Between November 2006 and November 2010, 18 patients were diagnosed with refractory cGVHD, 8 patients were treated with in vitro expanded BM-derived MSCs as a compassionate treatment for refractory cGVHD, 10 patients that did not receive BMSCs treatment were control group. The median MSC dose given was 0.6×10⁶/kg body weight. MSCs were harvested fresh from culture and administered to the patients by intravenous infusions over 30 minutes. The median time of MSC administrations was 3 (range, 2–6). The response was assessed monthly after BMSCs treatment, and the total follow-up period was 6 months. The organ response and the overall response were used to determine the therapeutic efficacies of MSC for refractory cGVHD. The expression of the Jagged2 gene of peripheral blood mononuclear cells in patients at the assessment points were analyzed using the TaqMan real-time polymerase chain reaction, with ABL mRNA expression levels as an internal reference.
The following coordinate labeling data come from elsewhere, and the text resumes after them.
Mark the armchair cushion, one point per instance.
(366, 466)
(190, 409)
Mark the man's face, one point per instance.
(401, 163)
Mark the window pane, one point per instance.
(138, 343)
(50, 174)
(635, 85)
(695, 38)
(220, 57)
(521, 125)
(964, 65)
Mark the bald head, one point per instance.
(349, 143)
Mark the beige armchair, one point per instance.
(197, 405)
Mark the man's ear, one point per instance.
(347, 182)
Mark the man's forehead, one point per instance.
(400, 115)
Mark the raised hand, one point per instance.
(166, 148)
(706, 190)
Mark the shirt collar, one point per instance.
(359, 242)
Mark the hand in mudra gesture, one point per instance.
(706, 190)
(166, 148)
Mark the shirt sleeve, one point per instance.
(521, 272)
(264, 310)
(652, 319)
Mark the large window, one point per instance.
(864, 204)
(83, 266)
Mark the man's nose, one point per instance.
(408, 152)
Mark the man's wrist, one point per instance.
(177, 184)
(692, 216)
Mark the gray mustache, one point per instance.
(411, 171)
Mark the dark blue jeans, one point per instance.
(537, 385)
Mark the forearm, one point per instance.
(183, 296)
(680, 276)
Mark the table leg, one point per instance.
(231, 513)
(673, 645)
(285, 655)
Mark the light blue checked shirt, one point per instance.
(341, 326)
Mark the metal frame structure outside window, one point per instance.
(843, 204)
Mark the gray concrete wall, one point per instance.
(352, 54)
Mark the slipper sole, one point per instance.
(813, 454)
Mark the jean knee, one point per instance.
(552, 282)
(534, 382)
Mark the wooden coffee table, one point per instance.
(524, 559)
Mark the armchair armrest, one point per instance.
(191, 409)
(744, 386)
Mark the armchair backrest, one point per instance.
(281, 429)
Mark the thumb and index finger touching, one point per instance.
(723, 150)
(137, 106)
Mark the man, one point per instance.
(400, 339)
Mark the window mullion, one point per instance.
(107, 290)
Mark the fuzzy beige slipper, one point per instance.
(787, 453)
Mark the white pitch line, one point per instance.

After BMSCs treatment, a total of 6 patients (75%) had an overall response (PR n=6), and 2 patients had a minor partial response (mPR n=2). The expression levels of Jagged2 mRNA in these cases at the diagnosis of refractory cGVHD were significantly increased, compared with none cGVHD patients (23.94%±18.68% vs 3.76%±1.50%, P < 0.05), and the copies of Jagged2 mRNA in BMSC treatment responsed patients' peripheral blood were significantly reduced (5.15%±3.25%, P <0.05), while Jagged2 mRNA expression levels of the control group were no significant difference (P> 0.05).

Our pilot study showed that Jagged2 gene reproduction upregulated when the cGVHD is active, so, dynamic monitoring of Jagged2 mRNA expression may have the potential effect on predicting the activity of chronic graft-versus-host disease. Mechanism of Bone marrow stromal cells to treat refractory cGVHD may be related to down-regulation of donor T cells Notch ligand Jagged2 gene expression, which suppression of T cell Notch signaling pathway activation, thus inducing immune tolerance.